Maas: (überlegt lange) Gute Frage. (pustet durch) Das weiß ich nicht. Daran kann ich mich nicht erinnern.

tm: Wenn es Ihnen so schwer fällt, sich an einen unmotivierten Moment zu erinnern: Was ist ihr Rezept, motiviert zu sein? 

Maas: Da ich selbständig und Geschäftsführer bin, kann ich die Arbeit selbst wählen. Ich versuche Arbeit zu machen, die mir selbst Spaß macht, die mich fordert und ich versuche meine Kreativität auszuleben.
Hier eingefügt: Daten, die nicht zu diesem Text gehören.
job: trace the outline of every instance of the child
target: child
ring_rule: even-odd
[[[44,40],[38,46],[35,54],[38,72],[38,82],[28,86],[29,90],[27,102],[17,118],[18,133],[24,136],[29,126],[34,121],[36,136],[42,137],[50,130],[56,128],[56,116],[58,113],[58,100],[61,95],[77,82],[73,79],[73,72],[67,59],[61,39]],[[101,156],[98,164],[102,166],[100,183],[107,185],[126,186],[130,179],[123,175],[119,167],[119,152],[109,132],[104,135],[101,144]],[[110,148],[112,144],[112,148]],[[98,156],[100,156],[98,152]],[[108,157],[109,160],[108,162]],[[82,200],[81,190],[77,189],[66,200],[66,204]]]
Außerdem schöpfe ich eine große Motivation aus den Ergebnissen und aus dem, was die Klienten wiedergeben, wenn man positives Feedback bekommt.

tm: Was ist für Sie als Coaching-Experte Motivation?

Maas: Motivation kommt ursprünglich von dem lateinischen Verb „movere“, etwas bewegen und antreiben. Die Frage ist also: Was treibt uns an? Und da muss man ehrlicherweise sagen: am schnellsten bewegen wir uns, wenn wir das müssen. Der Mensch ist ein Fluchttier, das heißt, wenn etwas unangenehm wird, bewegen wir uns schneller als wenn etwas angenehm wird. Es gibt unglaublich viele Definitionen, die darauf zurückgehen, dass es etwas Hedonistisches ist, dass wir einem Belohnungsstreben nachgehen. Das stimmt alles, ja, aber wenn es um eine sofortige und schnelle Bewegung geht, dann machen wir das eher, wenn eine Gefahr da ist im Sinne von Flucht.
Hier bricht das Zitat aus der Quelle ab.